School Culture: The Key to Happiness and Learning

Today I took part in my very first #sunchat, the topic of the day: Education Reform, What Would You Change?  This hour long chat got me thinking.  Initially, my response was assessment and evaluation, the idea that students need more opportunities to demonstrate their learning in the manner that works best for them. Although I’m still passionate about this idea, there were so  many other great ideas tossed about in the quick paced, hour long chat.

Growth mindset, curriculum changes, classroom make up, diversity, professional development, skills focused learning, leadership, system changes, student decision makers; so many great responses from thoughtful educators may have changed my initial view!

One big topic I followed and discussed is the idea of School Culture. School Culture sets the tone for student learning.  In my opinion, a healthy school culture is one where every member feels valued and respected.  A building with a healthy school culture is messy and comfortable.  Students are leaders, teachers are team players and administration is visible.  These environments produce motivated teachers, engaged learners and happy students.

In these cultures, students feel like decision makers, they have adequate opportunities to express their needs and concerns while offering valuable insights into creating learning spaces and opportunities to grow personally  and academically.

In a healthy school culture, teachers feel safe to take risks, to facilitate the needs and desires of the students while maintaining the professional demands of teaching.  Teachers are comfortable exploring the curriculum  in a variety of ways to engage and empower students.  Teachers have the knowledge and ability to meet mandatory testing requirements while maintaining an engaging learning environment.  A healthy school culture is one where teachers work together, sharing best practices, empowering each other to take risks, supporting each other when they fail and celebrating each other’s success.

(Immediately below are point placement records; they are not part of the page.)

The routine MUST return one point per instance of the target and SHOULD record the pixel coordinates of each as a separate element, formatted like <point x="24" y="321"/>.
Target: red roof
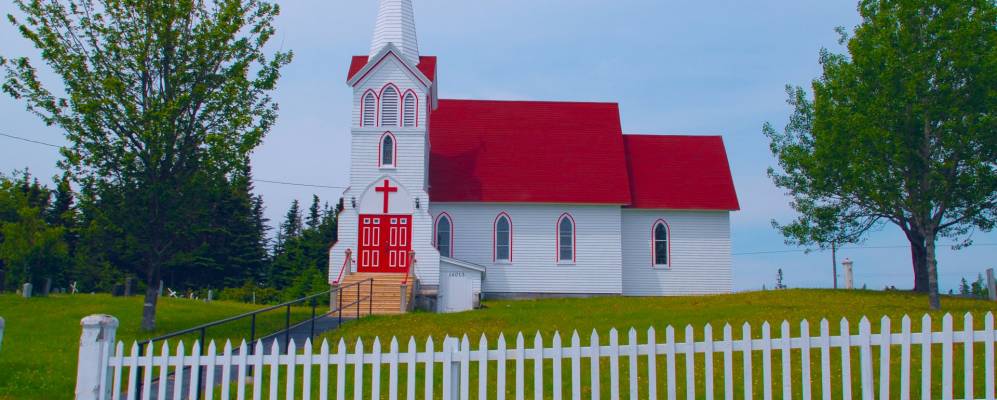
<point x="524" y="151"/>
<point x="427" y="65"/>
<point x="679" y="172"/>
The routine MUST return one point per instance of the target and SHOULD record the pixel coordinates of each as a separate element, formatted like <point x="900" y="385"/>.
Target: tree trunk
<point x="932" y="264"/>
<point x="919" y="261"/>
<point x="151" y="297"/>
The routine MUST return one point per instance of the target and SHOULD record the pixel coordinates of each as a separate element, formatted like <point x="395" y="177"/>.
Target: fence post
<point x="96" y="343"/>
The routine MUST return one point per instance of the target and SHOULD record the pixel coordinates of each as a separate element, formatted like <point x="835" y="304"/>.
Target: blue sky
<point x="674" y="67"/>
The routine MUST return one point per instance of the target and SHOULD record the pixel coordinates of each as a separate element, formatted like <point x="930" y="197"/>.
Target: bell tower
<point x="386" y="220"/>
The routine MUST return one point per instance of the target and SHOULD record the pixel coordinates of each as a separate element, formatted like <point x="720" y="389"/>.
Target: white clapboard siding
<point x="103" y="363"/>
<point x="534" y="267"/>
<point x="700" y="258"/>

This kind of culture is best supported with  a leader who sees themselves as equals or as co-learners.  Principals who are willing to take risks, to trust their teachers, who interact with students and whose focus is on  student development, not school management are key in healthy school cultures.

If  you work in one of these environments, you know exactly what it feels like.  If you don’t, take the lead and  start the change.  Empower your students, collaborate with your colleagues, believe in the process.  As the culture in your classroom begins to change, others will notice.  As you create relationships with your colleagues a sense of community will begin to form.  Take the risk, be the change, what do you have to lose?